Weiteres: Astrid Kusser stellt Tecno Brega vor, eine Art "tropische Form von Techno" aus Brasilien, der jetzt auf einer Compilation zu hören ist. Besprochen werden das neue Album "Come Home to Mama" der Kanadierin Martha Wainwright, das Album "Trilogy" des kanadischen R&B-Singer-Songwriters Abel Tesfaye alias TheWeeknd und der von Chris Wahl herausgegebene Sammelband "Im Angesicht des Fernsehens" über den Filmemacher Dominik Graf (mehr dazu in unserer Bücherschau heute ab 14 Uhr).

Und Tom.

Weitere Medien, 23.11.2012

Ein Vermeer gefällig? In der Daily Mail stellt Mario Ledwith einen Künstler vor, der das für eine Werbekampagne mit Bettlaken und Bügeleisen hinkriegt.

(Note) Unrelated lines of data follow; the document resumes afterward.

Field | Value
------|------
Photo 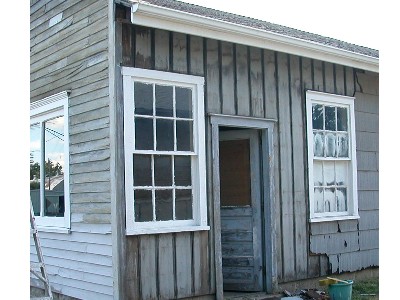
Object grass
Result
[351,277,379,300]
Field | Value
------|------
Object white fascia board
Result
[131,1,379,73]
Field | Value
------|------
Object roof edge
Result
[125,0,379,73]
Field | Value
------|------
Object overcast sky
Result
[183,0,383,50]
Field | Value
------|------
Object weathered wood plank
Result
[175,232,192,298]
[220,42,235,115]
[277,53,295,280]
[249,47,264,117]
[172,32,188,74]
[206,39,221,113]
[236,45,250,116]
[264,50,278,119]
[139,235,157,299]
[290,55,308,279]
[158,233,176,299]
[154,29,170,71]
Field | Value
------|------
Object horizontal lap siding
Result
[30,0,113,299]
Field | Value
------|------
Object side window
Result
[29,92,70,229]
[306,91,358,221]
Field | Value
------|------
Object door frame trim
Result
[208,114,277,300]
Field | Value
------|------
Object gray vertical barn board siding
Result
[220,42,235,115]
[290,55,307,279]
[236,45,250,116]
[264,50,278,119]
[188,36,204,76]
[128,236,140,300]
[154,29,169,71]
[324,62,335,94]
[134,26,152,69]
[175,232,192,298]
[172,32,188,73]
[139,235,157,299]
[277,53,295,280]
[206,39,221,113]
[249,47,264,117]
[158,233,175,299]
[313,60,324,92]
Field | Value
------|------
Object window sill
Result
[126,226,210,235]
[310,215,360,223]
[36,225,71,234]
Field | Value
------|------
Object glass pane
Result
[176,121,193,151]
[44,117,65,217]
[314,188,324,213]
[337,107,347,131]
[156,85,174,117]
[325,133,337,157]
[314,132,325,157]
[29,124,42,216]
[156,190,173,221]
[324,188,336,212]
[133,154,153,186]
[135,118,154,150]
[338,133,349,157]
[175,156,192,186]
[335,161,349,185]
[314,161,324,186]
[336,188,347,211]
[175,190,193,220]
[134,82,153,116]
[156,119,174,151]
[154,155,172,186]
[312,104,324,130]
[175,87,192,118]
[134,190,153,222]
[325,106,336,131]
[324,161,335,186]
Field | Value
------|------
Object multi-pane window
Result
[29,92,69,229]
[123,68,206,234]
[307,91,358,221]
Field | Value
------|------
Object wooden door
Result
[219,130,263,291]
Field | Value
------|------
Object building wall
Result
[30,0,113,299]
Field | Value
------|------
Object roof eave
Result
[131,1,379,73]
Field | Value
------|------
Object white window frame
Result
[30,91,71,233]
[306,91,359,222]
[122,67,210,235]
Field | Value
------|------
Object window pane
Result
[336,188,347,211]
[314,188,324,213]
[312,104,324,130]
[176,121,193,151]
[337,107,347,131]
[175,156,192,186]
[134,190,153,222]
[134,82,153,116]
[154,155,172,186]
[324,188,336,212]
[175,87,192,118]
[30,124,41,216]
[175,190,193,220]
[135,118,154,150]
[156,85,174,117]
[335,161,349,185]
[133,154,153,186]
[156,190,173,221]
[338,133,349,157]
[314,161,324,186]
[44,117,65,217]
[325,106,336,131]
[325,133,337,157]
[314,132,325,157]
[156,119,174,151]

Etwas spät, aber doch noch: "Sieben Tageszeitungen haben jetzt ein gemeinsames Vermarktungsunternehmen gegründet: das Medienhaus Deutschland. Es soll Markenartikler als Anzeigenkunden für Tageszeitungen (zurück-) gewinnen", meldet Ulrike Simon auf der Medienseite der Frankfurter Rundschau. (Laut Wirtschaftswoche sind es sogar acht Zeitungsgruppen, Springer ist auch eingestiegen) Und sie sind nicht die einzigen, die sich zusammentun, so Simon: "Beispiele von Kooperationen gibt es neuerdings viele. Erst kürzlich sind etwa die Verlage von FAZ, Süddeutscher Zeitung und Die Zeit Gesellschafter des bisher allein von der Verlagsgruppe Handelsblatt gehörenden Online-Vermarkters geworden. ... Und auch auf informeller Ebene gibt es Schulterschlüsse, wenn etwa der Chefredakteur der SZ und der des Spiegels gemeinsam mit Anzeigenkunden sprechen. Zeit wird es." Apropos: Gerade die Zeit hat das wohl kaum nötig. Das Blatt strotzt sowohl im Print also auch online von Anzeigen.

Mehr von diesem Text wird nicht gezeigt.